Mr. Sesay added that “And even those who were behind RUF lines, they know that most of these crimes, the commanders who were committing them, Issa had no control over them; but today I am bearing the responsibilities of the RUF, so I’m just pleading with the people of Sierra Leone, because they are seeing the perpetrators around, they are seeing them, those who were doing bad things to them, some of us who were protecting and speaking on behalf of the civilians today, I have found myself in the jail.”
He concluded that “I’m just pleading with them in the name of God for them to forgive me and forget. We are all Sierra Leoneans.”
Mr. Sesay’s evidence has lasted for over one month during which time he has not only spoken about the activities of the RUF in Sierra Leone, but has also made extensive efforts to refute prosecution allegations that Mr. Taylor had control over and supported the RUF in Sierra Leone. Mr. Sesay denied claims that he was part of a team of RUF commanders who took Sierra Leone’s blood diamonds to Mr. Taylor in Liberia in exchange for arms and ammunition which were used to commit attrocities against the civilian population of Sierra Leone.
Mr. Sesay also gave his reason for testifying in The Hague when asked whether he was “here to set the records straight for Charles Taylor.”
“Well, i am here to give my own true side of the story of what i know. That’s why i am here,” he said.
When asked to tell the judges what his motivation for testifying for Mr. Taylor was, Mr. Sesay said that “it was because I used to hear on radio [UN Radio] when my colleague RUF were coming here to say things against me… And they were saying that the way Issa left [RUF leader] Mr Sankoh in jail and disarmed the RUF, we too would prosecute him until he dies in jail. I heard my colleagues saying a lot about Issa, things that Issa didn’t do.”
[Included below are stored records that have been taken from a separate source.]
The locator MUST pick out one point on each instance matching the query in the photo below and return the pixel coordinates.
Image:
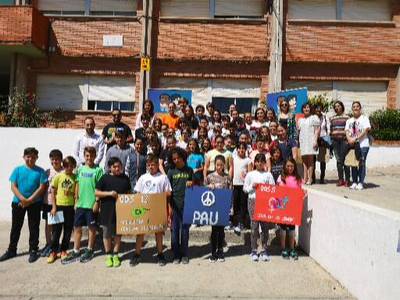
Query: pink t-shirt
(291, 182)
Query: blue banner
(162, 97)
(207, 207)
(295, 98)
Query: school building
(84, 55)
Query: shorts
(109, 231)
(46, 208)
(85, 217)
(287, 227)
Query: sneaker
(86, 256)
(294, 255)
(7, 255)
(161, 260)
(254, 256)
(353, 186)
(33, 256)
(71, 257)
(212, 258)
(360, 186)
(285, 254)
(135, 260)
(264, 256)
(52, 258)
(109, 261)
(63, 255)
(237, 230)
(185, 260)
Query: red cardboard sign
(278, 204)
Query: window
(242, 104)
(89, 7)
(213, 8)
(346, 10)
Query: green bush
(385, 124)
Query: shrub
(385, 124)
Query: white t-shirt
(153, 184)
(357, 126)
(240, 167)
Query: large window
(346, 10)
(213, 8)
(89, 7)
(99, 93)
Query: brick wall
(84, 37)
(22, 25)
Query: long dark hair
(295, 172)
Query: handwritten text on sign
(141, 213)
(277, 204)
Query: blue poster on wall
(207, 207)
(162, 97)
(296, 98)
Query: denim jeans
(340, 148)
(179, 235)
(358, 173)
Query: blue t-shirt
(195, 161)
(28, 181)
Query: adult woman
(357, 129)
(286, 119)
(148, 109)
(339, 142)
(309, 129)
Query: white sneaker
(254, 256)
(264, 256)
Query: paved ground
(238, 277)
(382, 188)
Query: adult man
(116, 125)
(89, 138)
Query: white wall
(355, 242)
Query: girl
(357, 129)
(252, 180)
(63, 187)
(242, 165)
(195, 161)
(107, 189)
(290, 178)
(309, 129)
(217, 180)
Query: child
(152, 182)
(88, 176)
(28, 183)
(195, 161)
(252, 180)
(107, 189)
(290, 178)
(218, 180)
(63, 187)
(56, 157)
(242, 165)
(180, 177)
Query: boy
(251, 181)
(108, 188)
(152, 182)
(87, 177)
(28, 183)
(180, 177)
(56, 157)
(63, 186)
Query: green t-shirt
(65, 185)
(87, 179)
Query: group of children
(86, 196)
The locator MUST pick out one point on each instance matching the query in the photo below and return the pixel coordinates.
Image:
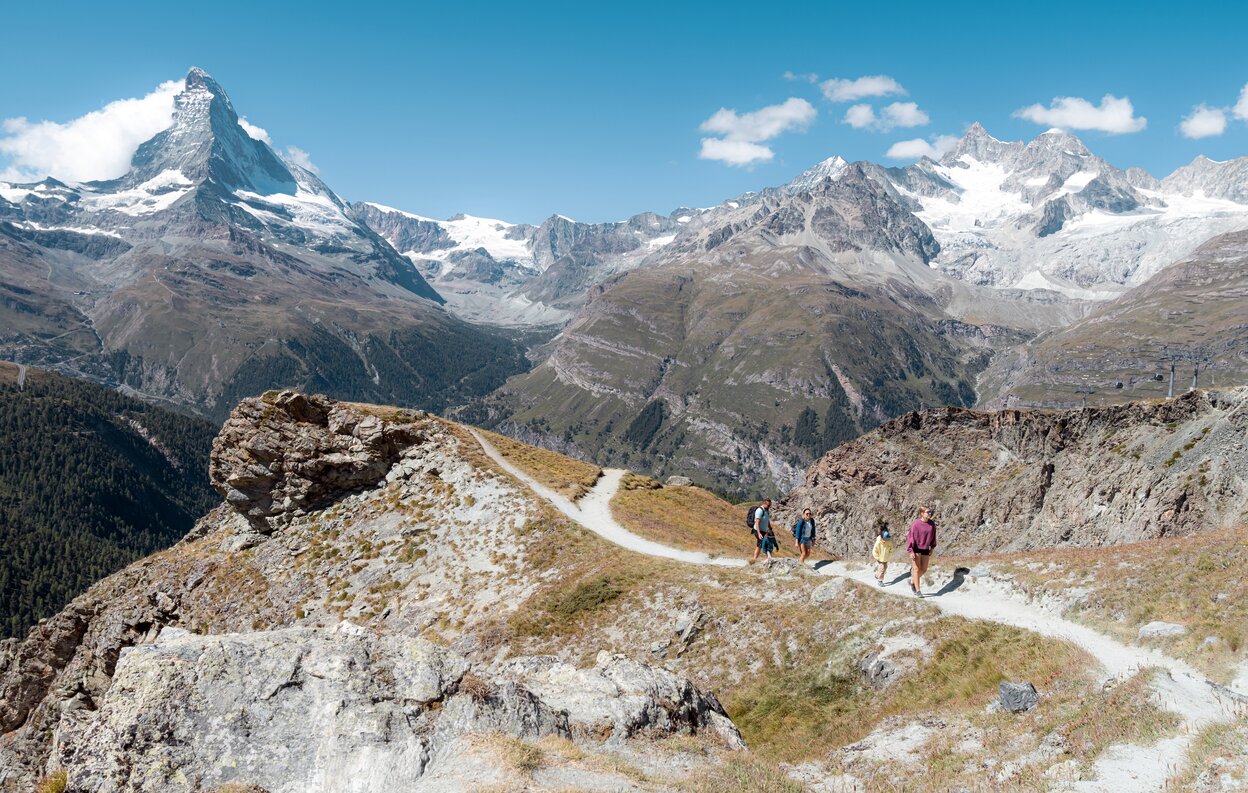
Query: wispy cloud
(917, 147)
(744, 134)
(840, 90)
(804, 76)
(257, 132)
(891, 116)
(1112, 115)
(1241, 109)
(300, 157)
(1203, 121)
(97, 145)
(734, 151)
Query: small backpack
(750, 516)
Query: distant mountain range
(730, 342)
(788, 320)
(214, 269)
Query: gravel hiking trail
(593, 511)
(1177, 687)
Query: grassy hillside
(786, 664)
(559, 472)
(1196, 582)
(90, 480)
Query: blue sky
(595, 110)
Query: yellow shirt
(882, 550)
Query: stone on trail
(1160, 630)
(1017, 697)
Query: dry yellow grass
(692, 518)
(559, 472)
(53, 783)
(685, 517)
(1193, 581)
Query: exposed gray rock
(829, 591)
(1160, 630)
(1017, 480)
(343, 711)
(1017, 697)
(877, 669)
(282, 456)
(622, 698)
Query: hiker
(764, 538)
(804, 535)
(881, 551)
(920, 543)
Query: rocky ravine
(1017, 480)
(267, 647)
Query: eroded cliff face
(1023, 478)
(327, 628)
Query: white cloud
(300, 157)
(743, 134)
(1203, 121)
(891, 116)
(905, 114)
(764, 124)
(1112, 115)
(849, 90)
(1241, 109)
(919, 147)
(97, 145)
(255, 131)
(734, 151)
(860, 116)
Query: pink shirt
(922, 536)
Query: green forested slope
(82, 492)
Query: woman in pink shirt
(920, 543)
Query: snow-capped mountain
(517, 274)
(214, 269)
(1048, 214)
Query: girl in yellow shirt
(881, 552)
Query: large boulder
(287, 453)
(1017, 697)
(346, 711)
(623, 698)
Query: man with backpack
(759, 520)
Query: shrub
(54, 782)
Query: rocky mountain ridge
(1017, 480)
(419, 628)
(214, 269)
(516, 274)
(1189, 316)
(298, 621)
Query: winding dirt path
(593, 512)
(1122, 767)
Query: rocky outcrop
(283, 455)
(345, 709)
(623, 698)
(1017, 480)
(295, 662)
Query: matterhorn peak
(206, 144)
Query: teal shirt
(763, 521)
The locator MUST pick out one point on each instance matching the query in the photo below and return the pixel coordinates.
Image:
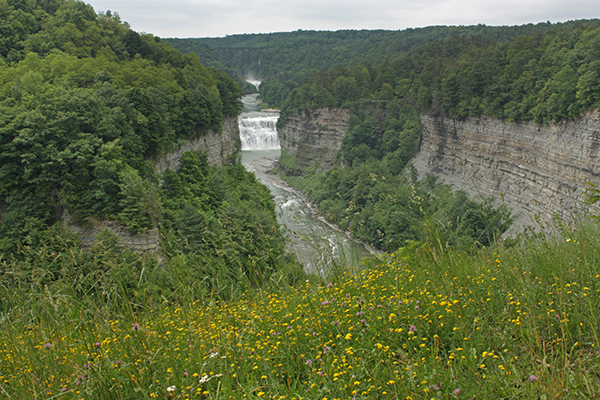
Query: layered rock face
(142, 242)
(314, 136)
(217, 145)
(537, 169)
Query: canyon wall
(538, 169)
(314, 136)
(218, 146)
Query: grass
(425, 322)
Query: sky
(218, 18)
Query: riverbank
(266, 165)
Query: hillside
(87, 108)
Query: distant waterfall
(259, 133)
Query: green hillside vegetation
(544, 77)
(449, 312)
(210, 58)
(86, 104)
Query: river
(315, 244)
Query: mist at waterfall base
(314, 244)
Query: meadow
(426, 322)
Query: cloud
(202, 18)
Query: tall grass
(424, 322)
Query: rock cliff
(312, 137)
(218, 146)
(537, 169)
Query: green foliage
(221, 224)
(424, 322)
(85, 102)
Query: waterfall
(259, 133)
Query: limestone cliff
(217, 145)
(538, 169)
(313, 137)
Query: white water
(259, 133)
(314, 244)
(254, 82)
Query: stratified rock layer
(218, 146)
(314, 136)
(538, 169)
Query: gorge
(535, 169)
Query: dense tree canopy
(85, 104)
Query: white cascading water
(259, 133)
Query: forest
(451, 310)
(86, 105)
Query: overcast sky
(217, 18)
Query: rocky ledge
(312, 137)
(539, 170)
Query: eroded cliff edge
(314, 136)
(538, 169)
(218, 145)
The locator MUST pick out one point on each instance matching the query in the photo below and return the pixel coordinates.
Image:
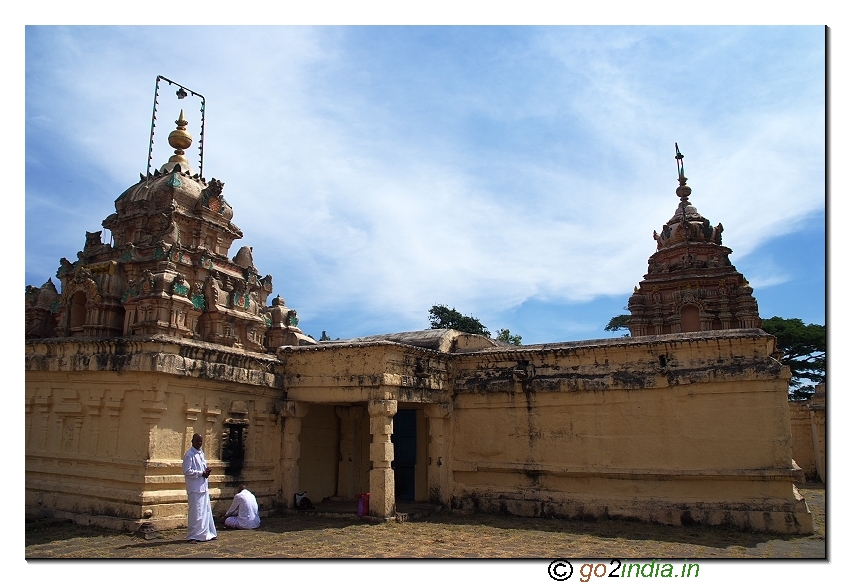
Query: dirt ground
(443, 535)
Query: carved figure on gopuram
(165, 270)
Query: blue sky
(514, 173)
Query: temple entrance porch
(337, 451)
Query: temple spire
(684, 191)
(179, 139)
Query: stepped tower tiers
(691, 285)
(167, 270)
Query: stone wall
(675, 429)
(808, 434)
(108, 422)
(802, 446)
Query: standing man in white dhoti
(201, 526)
(244, 513)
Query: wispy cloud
(377, 171)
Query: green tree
(504, 335)
(620, 322)
(803, 348)
(442, 316)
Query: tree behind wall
(804, 350)
(442, 316)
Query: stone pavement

“So when Mr Taylor’s lawyers told my lawyers that they would need me as a witness, I said: Well, the lies in this case are too much. Let me too go there and give my own account. My colleague RUFs want to destroy me because they are saying that the person who had their future, that is Mr Sankoh, I had betrayed Mr Sankoh, so they were going to make sure that Issa dies in prison. So that was why I came here,” Mr. Sesay added.
This statment from Mr. Sesay prompted a response from the Presiding Judge of the Trial Chamber Justice Julia Sebutinde that “But, Mr Sesay, this is not your trial. So whatever you say here has no bearing on the sentence that you are serving. I don’t understand that kind of reasoning. How does this clear your name? This is Mr Taylor’s trial, not yours.”
“Yes, my Lord. I know that it is not my trial, but it is for people, those who are following up on the Court, for them to know my own part of the story, because a lot of things that they said against me here are not true,” Mr. Sesay replied to the presiding judge’s comment.
Mr. Sesay reiterated that he is not hoping that Mr. Taylor would help free him from his 52 year jail setnetnec if he (Taylor) is acquitted of the charges against him.
As Mr. Sesay concluded his testimony, defense lawyers recalled Mr. Taylor’s 20th defense witness, DCT-008 a former radio operator in Liberia who told the court on Tuesday that members of Mr. Taylor’s security aparatus, including Benjamin Yeaten, the former Director of Special Security Services had dealings with RUF commanders without Mr. Taylor’s knowledge.
As he continued his testimony today, the witness spoke about trips made to Liberia by RUF commader Sam Bockarie and other Sierra Leonean rebel commanders during which they held meetings with Mr. Yeaten about their operations in Sierra Leone. Mr. Taylor, he said, did not know about all of these.
DCT-008’s testimony continues on Monday.